Sudah menjadi rahasia umum, praktik nominee (pinjam nama orang lain) atas kepemilikan tanah hingga penanaman modal masih banyak dilakukan, kendati secara aturan sebetulnya tidak sah dan melanggar hukum. Pasal 33 UU No. 25 Tahun 2007 tentang Penanaman Modal tegas mengatur bahwa kepemilikan saham Perseroan Terbatas (PT) untuk dan atas nama orang lain dinyatakan batal demi hukum.
Dari segi kepemilikan saham pun Pasal 48 UU No. 40 Tahun 2007 tentang Perseroan Terbatas (UU PT) juga mengatur larangan praktik pengeluaran saham PT atas nama pemilik yang bukan pemilik aslinya dengan ancaman perbuatan tersebut dianggap batal demi hukum. Begitu pula dari aspek kepemilikan tanah dalam kaitannya dengan Warga Negara Asing (WNA).
Seperti diketahui, Pasal 21 (1) jo Pasal 26 (2) UU No. 5 Tahun 1960 tentang Pokok Agraria (UUPA) melarang WNA memiliki tanah dengan status Hak Milik di Indonesia. Hal ini sebagai konsekuensi dianutnya asas larangan pengasingan tanah di Indonesia (gronds verponding verbood). WNA hanya dapat memperoleh Hak Pakai dan Hak Sewa untuk bangunan (lihat Pasal 41 jo. Pasal 42 UUPA). Untuk mengakali ketentuan itu, diketahui banyak WNA yang tetap ingin memiliki tanah dengan status Hak Milik menggunakan instrument nominee, seperti marak disebut terjadi di Bali.

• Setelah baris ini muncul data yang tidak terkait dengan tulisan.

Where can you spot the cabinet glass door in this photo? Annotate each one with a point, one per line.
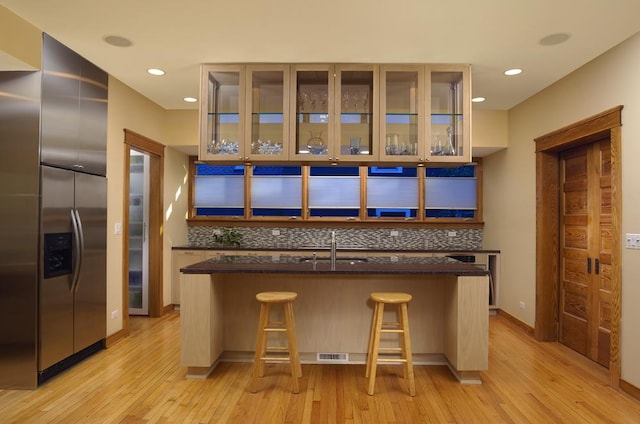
(312, 112)
(402, 104)
(356, 100)
(449, 128)
(268, 102)
(223, 113)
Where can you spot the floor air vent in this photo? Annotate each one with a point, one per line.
(333, 357)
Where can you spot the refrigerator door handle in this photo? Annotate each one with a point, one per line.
(79, 251)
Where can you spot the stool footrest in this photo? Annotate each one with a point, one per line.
(277, 349)
(275, 358)
(395, 360)
(275, 330)
(390, 349)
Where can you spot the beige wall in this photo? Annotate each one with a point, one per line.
(489, 131)
(20, 43)
(128, 109)
(509, 186)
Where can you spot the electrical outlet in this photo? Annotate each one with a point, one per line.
(632, 241)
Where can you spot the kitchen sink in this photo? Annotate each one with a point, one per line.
(323, 259)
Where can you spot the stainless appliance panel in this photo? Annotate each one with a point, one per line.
(92, 151)
(19, 205)
(60, 104)
(91, 291)
(56, 295)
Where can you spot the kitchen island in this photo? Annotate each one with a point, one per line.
(448, 313)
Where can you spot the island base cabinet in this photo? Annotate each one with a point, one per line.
(447, 316)
(201, 324)
(466, 343)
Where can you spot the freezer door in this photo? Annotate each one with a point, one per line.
(55, 294)
(90, 290)
(74, 110)
(19, 225)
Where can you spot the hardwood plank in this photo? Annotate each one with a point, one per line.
(140, 380)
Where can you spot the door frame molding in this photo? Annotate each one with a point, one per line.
(133, 140)
(606, 124)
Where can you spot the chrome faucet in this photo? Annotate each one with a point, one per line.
(333, 250)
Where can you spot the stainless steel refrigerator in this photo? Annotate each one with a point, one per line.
(53, 197)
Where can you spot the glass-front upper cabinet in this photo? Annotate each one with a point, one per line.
(222, 115)
(356, 106)
(268, 111)
(246, 116)
(402, 105)
(449, 127)
(312, 112)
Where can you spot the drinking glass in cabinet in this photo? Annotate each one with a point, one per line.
(312, 111)
(267, 102)
(446, 113)
(223, 114)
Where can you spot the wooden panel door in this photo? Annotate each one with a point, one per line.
(585, 291)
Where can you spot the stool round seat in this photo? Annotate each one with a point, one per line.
(276, 297)
(390, 297)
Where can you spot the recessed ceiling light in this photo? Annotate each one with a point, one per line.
(554, 39)
(117, 41)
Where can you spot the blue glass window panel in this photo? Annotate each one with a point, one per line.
(276, 191)
(313, 118)
(277, 170)
(276, 212)
(450, 213)
(220, 211)
(219, 191)
(400, 119)
(392, 192)
(206, 169)
(334, 192)
(334, 170)
(392, 171)
(334, 212)
(392, 213)
(451, 193)
(351, 118)
(462, 171)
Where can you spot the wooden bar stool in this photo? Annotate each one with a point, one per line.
(400, 327)
(264, 353)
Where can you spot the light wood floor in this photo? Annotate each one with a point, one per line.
(140, 380)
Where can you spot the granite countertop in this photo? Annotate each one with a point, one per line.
(327, 248)
(344, 265)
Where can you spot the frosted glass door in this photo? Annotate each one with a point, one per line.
(138, 233)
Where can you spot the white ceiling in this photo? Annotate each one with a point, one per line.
(491, 35)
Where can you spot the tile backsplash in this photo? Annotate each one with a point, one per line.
(366, 238)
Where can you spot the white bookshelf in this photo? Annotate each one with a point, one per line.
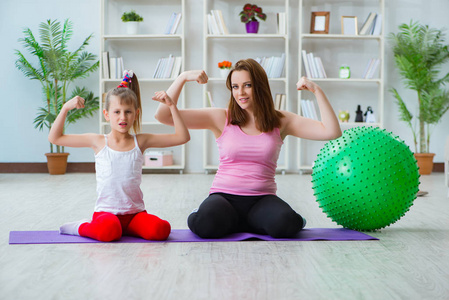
(336, 49)
(216, 48)
(141, 53)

Motif lainnya, untuk mengakali batas kepemilikan luas tanah, maka dilakukanlah pinjam nama untuk pembelian properti, sehingga tak melanggar batas luas kepemilikan tanah itu. Ada juga praktik nominee pengalihan saham yang terjadi di sekitaran Jakarta, spesifiknya Notaris Dewi Tenty menyebut adanya praktik di mana notaris membantu pemindahan saham dari WNI ke WNA tanpa mengubah status badan hukumnya menjadi PT Penanaman Modal Asing (PT PMA).